With the pandemic easing, the new season is also more ambitious in scope. The guests frequently leave the resort. Bert insists on a group outing to visit locations from the Sicilian section of The Godfather, while Tanya befriends a group of gay men, led by Tom Hollander’s amused Quentin, who take her and Portia to Quentin’s fabulous home in Palermo for a few days. Even within the limited confines of the Hawaiian resort, White and his creative team had a real knack for contrasting the beautiful surroundings with the ugly behavior of the people who can afford to visit them; that aspect of the show feels bigger and even more potent in this more expanded setting.

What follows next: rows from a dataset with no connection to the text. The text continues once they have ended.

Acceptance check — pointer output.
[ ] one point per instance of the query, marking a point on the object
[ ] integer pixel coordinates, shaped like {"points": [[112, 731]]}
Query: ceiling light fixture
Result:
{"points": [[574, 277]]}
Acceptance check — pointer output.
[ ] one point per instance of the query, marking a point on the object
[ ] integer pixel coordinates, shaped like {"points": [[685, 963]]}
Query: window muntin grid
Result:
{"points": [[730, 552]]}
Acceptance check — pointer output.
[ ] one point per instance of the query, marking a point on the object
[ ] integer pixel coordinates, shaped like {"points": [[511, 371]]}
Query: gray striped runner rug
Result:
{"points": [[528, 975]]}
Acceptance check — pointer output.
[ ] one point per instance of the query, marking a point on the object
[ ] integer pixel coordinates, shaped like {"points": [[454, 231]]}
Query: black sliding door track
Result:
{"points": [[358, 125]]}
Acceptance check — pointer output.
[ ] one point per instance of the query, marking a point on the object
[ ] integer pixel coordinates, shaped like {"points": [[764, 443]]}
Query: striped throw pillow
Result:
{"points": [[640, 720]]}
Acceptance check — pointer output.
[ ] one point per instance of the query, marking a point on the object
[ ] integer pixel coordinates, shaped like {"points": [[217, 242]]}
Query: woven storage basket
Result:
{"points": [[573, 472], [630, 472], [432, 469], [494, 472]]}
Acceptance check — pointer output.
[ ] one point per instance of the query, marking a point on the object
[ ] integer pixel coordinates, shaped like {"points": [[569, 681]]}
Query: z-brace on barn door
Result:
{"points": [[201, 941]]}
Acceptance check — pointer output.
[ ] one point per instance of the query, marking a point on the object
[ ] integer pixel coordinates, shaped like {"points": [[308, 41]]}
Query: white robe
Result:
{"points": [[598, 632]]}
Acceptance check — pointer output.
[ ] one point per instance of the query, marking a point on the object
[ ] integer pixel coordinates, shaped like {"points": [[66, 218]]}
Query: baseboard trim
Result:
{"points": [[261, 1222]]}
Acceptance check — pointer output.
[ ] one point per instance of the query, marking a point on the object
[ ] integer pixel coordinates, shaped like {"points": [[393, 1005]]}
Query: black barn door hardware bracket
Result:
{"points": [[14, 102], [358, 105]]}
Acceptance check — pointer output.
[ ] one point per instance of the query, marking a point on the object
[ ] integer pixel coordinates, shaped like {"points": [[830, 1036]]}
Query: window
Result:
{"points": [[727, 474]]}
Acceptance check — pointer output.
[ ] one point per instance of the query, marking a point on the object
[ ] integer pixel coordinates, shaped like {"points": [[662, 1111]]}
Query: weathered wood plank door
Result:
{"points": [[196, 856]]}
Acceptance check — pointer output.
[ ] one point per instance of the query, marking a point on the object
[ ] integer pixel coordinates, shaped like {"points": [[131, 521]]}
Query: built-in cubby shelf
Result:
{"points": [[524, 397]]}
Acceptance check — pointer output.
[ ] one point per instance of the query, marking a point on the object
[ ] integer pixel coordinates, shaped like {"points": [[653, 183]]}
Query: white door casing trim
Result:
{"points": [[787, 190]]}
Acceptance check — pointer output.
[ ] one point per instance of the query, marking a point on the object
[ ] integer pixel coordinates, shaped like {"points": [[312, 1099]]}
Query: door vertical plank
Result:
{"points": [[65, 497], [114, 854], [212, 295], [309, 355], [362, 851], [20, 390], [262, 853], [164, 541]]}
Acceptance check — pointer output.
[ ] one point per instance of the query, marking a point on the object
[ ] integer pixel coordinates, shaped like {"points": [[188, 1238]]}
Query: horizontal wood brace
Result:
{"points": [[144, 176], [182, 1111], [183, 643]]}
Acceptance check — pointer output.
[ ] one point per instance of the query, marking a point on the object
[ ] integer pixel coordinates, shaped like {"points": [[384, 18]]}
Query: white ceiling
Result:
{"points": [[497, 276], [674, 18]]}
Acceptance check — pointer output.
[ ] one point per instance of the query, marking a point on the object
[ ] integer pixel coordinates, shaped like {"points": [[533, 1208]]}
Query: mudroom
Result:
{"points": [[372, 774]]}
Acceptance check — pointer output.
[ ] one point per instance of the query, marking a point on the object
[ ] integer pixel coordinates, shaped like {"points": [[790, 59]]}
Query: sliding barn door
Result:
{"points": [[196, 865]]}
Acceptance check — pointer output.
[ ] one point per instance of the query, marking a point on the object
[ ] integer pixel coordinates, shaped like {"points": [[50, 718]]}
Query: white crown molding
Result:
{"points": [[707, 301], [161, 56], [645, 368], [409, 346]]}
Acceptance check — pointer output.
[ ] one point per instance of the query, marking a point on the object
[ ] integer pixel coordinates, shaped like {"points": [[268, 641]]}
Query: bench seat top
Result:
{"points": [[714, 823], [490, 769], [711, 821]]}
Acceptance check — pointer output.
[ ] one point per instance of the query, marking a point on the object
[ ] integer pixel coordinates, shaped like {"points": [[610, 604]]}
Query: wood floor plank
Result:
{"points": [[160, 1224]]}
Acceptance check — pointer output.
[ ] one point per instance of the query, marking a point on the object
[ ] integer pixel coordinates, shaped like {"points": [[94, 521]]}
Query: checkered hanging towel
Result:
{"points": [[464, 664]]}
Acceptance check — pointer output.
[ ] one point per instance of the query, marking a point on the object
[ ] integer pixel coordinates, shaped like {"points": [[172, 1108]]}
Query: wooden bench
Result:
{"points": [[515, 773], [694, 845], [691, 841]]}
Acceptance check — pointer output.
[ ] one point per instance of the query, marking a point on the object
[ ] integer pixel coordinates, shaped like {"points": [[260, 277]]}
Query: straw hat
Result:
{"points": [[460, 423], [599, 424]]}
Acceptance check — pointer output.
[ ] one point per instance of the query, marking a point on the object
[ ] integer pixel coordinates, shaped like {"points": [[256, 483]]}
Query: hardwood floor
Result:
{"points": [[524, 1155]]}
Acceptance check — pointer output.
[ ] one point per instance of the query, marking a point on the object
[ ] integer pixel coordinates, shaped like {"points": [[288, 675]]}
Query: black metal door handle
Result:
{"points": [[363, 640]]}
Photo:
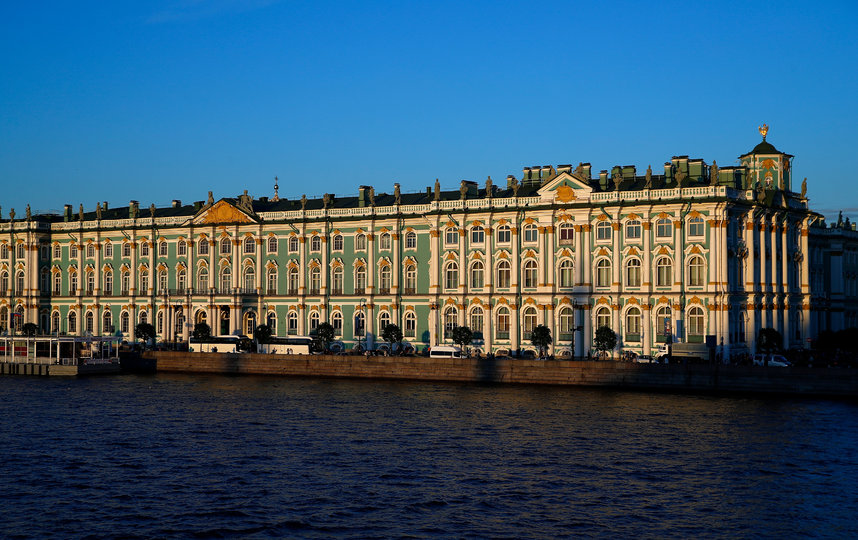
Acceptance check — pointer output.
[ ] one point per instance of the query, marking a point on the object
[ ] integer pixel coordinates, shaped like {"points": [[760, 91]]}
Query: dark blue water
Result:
{"points": [[211, 457]]}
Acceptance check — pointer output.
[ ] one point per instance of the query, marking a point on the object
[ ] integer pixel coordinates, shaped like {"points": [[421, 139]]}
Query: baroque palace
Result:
{"points": [[693, 251]]}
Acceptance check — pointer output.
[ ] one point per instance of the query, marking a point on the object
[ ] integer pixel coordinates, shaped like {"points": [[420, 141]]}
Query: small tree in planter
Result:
{"points": [[462, 336], [392, 334], [326, 334], [605, 339], [541, 338], [144, 332], [202, 331]]}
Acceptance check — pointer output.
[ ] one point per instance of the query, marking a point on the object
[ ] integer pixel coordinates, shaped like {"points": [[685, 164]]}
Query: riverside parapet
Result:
{"points": [[696, 378]]}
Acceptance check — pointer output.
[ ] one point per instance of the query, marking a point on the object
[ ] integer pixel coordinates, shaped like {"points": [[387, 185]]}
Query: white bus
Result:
{"points": [[445, 351], [287, 345]]}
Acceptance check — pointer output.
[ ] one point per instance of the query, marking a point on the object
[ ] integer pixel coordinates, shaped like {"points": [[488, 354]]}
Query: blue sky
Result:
{"points": [[170, 99]]}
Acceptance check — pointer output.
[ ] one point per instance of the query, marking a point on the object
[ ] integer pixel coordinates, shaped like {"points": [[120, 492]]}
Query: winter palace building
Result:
{"points": [[693, 251]]}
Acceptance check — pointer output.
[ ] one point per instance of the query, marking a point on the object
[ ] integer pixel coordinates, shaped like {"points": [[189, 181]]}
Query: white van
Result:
{"points": [[445, 351]]}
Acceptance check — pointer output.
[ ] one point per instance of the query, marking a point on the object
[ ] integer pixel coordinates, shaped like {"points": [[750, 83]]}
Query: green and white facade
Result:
{"points": [[694, 251]]}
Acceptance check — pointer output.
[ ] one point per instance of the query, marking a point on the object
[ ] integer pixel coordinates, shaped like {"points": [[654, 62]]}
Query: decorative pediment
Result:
{"points": [[223, 212], [565, 188]]}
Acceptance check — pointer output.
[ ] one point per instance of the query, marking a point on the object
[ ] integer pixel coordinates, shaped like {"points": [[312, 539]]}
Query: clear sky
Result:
{"points": [[169, 99]]}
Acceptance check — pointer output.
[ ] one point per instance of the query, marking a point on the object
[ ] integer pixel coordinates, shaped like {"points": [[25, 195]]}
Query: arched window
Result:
{"points": [[451, 275], [225, 279], [108, 282], [603, 273], [567, 274], [181, 279], [502, 325], [696, 327], [249, 279], [162, 281], [531, 234], [603, 317], [410, 279], [633, 273], [90, 282], [529, 319], [476, 321], [272, 280], [504, 275], [567, 323], [337, 280], [360, 279], [451, 236], [315, 280], [566, 233], [411, 240], [663, 272], [477, 274], [530, 274], [293, 281], [359, 324], [504, 235], [337, 323], [633, 324], [384, 279], [203, 279], [410, 324], [695, 226], [478, 235], [663, 324], [633, 229], [663, 228], [696, 271], [451, 321]]}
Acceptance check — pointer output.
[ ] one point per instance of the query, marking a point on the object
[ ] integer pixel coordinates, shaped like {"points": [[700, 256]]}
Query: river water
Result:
{"points": [[184, 456]]}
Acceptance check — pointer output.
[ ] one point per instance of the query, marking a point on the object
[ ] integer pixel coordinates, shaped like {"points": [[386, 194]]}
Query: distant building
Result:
{"points": [[693, 251]]}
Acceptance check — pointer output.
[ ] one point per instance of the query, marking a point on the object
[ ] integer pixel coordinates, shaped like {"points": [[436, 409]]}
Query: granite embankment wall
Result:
{"points": [[823, 382]]}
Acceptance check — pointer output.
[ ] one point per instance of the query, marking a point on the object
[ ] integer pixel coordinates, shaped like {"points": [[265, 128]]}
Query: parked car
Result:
{"points": [[774, 360]]}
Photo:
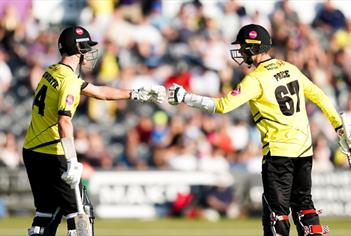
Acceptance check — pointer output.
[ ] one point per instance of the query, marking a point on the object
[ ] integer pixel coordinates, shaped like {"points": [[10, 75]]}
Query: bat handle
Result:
{"points": [[349, 158], [78, 200]]}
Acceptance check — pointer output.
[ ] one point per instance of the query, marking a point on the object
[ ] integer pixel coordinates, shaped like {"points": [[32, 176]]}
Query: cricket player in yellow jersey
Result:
{"points": [[276, 92], [48, 152]]}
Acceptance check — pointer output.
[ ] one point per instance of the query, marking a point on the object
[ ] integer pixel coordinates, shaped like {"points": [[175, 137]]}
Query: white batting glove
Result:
{"points": [[73, 173], [158, 94], [176, 94], [344, 143], [149, 93]]}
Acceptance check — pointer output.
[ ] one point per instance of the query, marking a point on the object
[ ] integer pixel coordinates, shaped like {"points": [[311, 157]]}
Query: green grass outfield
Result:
{"points": [[171, 227]]}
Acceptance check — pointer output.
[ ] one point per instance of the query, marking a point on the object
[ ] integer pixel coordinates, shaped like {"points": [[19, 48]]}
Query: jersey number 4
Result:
{"points": [[283, 95], [40, 98]]}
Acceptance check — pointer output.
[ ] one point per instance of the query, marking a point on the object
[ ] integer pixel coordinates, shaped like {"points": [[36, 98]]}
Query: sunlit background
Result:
{"points": [[144, 161]]}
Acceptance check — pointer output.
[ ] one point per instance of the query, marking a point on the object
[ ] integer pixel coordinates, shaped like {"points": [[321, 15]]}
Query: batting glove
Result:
{"points": [[73, 173], [176, 94], [152, 93], [343, 141]]}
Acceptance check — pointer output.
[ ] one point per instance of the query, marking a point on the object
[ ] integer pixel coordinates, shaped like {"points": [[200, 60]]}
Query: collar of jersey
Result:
{"points": [[262, 62], [66, 65]]}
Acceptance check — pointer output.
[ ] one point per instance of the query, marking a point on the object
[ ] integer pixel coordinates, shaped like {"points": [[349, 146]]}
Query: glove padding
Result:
{"points": [[344, 142], [150, 93], [73, 173], [176, 94]]}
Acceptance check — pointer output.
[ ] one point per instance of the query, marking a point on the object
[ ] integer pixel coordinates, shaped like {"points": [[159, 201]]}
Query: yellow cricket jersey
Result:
{"points": [[276, 92], [58, 93]]}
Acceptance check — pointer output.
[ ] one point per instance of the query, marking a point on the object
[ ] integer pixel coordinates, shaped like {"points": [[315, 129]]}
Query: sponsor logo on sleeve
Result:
{"points": [[69, 99], [235, 92]]}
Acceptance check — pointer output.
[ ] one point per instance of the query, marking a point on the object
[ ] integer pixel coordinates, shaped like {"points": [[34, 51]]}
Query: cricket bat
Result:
{"points": [[346, 123], [82, 220]]}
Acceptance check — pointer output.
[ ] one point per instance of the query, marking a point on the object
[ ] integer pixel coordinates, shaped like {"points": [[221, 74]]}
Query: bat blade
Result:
{"points": [[83, 226]]}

While arguing with Albie about what has happened to their family, Dom insists, “I can change.” But The White Lotus has generally been about people’s inability to change, especially when they are so affluent and insulated that they have no real reason to. The question is whether seeing moneyed jerks ruin the lives of people around them, while remaining untouched by the damage they cause, becomes monotonous season after season, even when the locale and (most of) the characters shift from year to year. For the most part, Season Two is sharp enough to justify the series’ ongoing existence. It’s hard not to wonder, though, what might have happened if White had used the juice from Season One to talk HBO into letting him make something as wholly new as The White Lotus itself felt when it first arrived.

Season two of The White Lotus premieres Oct. 30 on HBO, with episodes releasing weekly.